The results of the poll report that just 17% of the respondents “believe in the development of the Russian IT industry” and intend to stay in the country for this reason.
Ancor explains these results by the fact that jobs abroad are perceived as more stable and better paying, offering more attractive career prospects.
Five hundred fifty job seekers — 84% from Moscow — participated in the Ancor poll. Among them were technical support and information security specialists, consultants, and sales people. Just 9% were high-ranking employees.
Answering a question about what company they dream of working for, some of the respondents mentioned such companies as Google, Microsoft, IBM, Yandex, Sochi 2014, Cisco, SAP, Apple, and HP, but 52% named no company.
From emigration intentions to reality
According to another poll published last week by VTsIOM, the Russian Public Opinion Research Center, 22% of Russians would like to leave the country and live abroad. The percentage is as high as 33% among active Internet users — who represent approximately 50 million people — and 39% among those aged between 18 and 24.
Emigration intentions should be considered cautiously, warns Alexey Grazhdankin of Levada Center, another poll institute. A large portion of those declaring an intention to emigrate may be expressing dissatisfaction with their situation rather than a real intention. No more than 5% of the respondents of such polls actually do something concrete to emigrate, Grazhdankin told Russian business daily Vedomosti.

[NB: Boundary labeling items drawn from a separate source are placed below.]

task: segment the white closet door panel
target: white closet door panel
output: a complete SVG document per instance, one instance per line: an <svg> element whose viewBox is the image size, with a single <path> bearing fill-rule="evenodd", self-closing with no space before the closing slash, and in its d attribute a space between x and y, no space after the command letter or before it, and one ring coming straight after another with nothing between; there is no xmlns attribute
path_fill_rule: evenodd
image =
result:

The actual number of Russian citizens leaving their country has been subject to a wide variety of estimates. Valentina Vedeneyeva of the Institute for World Economics and International Relations of the Russian Academy of Sciences told Vedomosti that as many as 1.4 million people emigrated over the last three years, while federal state statistics service Rosstat reported just 105,554 for all of 2008, 2009 and 2010.

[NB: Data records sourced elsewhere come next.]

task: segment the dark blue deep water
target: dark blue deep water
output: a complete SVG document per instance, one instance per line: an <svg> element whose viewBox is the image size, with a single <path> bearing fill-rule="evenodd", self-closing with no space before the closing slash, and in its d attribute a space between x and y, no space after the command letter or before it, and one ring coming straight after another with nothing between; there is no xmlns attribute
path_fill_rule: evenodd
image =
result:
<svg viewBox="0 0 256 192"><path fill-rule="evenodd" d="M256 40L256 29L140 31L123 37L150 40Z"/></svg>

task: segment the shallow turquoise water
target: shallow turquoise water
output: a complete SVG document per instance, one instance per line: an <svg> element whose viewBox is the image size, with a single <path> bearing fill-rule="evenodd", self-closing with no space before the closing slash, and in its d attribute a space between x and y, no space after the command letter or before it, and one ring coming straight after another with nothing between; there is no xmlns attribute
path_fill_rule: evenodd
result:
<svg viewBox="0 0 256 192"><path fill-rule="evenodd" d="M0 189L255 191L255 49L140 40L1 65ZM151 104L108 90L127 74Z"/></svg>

Emigration among the business and scientific elite
The inclination to emigrate is especially widespread among the Russian business elite. Many spend part of their time in a second or holiday home in a Western European country — sometimes regarding it as a first step to permanently leaving Russia.
London is a popular destination. According to various estimates, the city has given residence to several hundred thousand Russians, including hundreds of millionaires and some billionaires.
In an interview with the Ekho Moskvy radio station earlier this year, chairman of the Russian Court of Auditors Sergey Stepashin counted 1,250,000 million Russian “scientists and specialists” working abroad, Vedomosti reported.
Emigration by the elite diminishes the demand for political and economic modernization: “Those who remain are civil servants, money grubbers and employees of big state corporations,” Mark Urnov, Dean of Faculty of Political Sciences of the Moscow Higher School of Economics, told Vedomosti.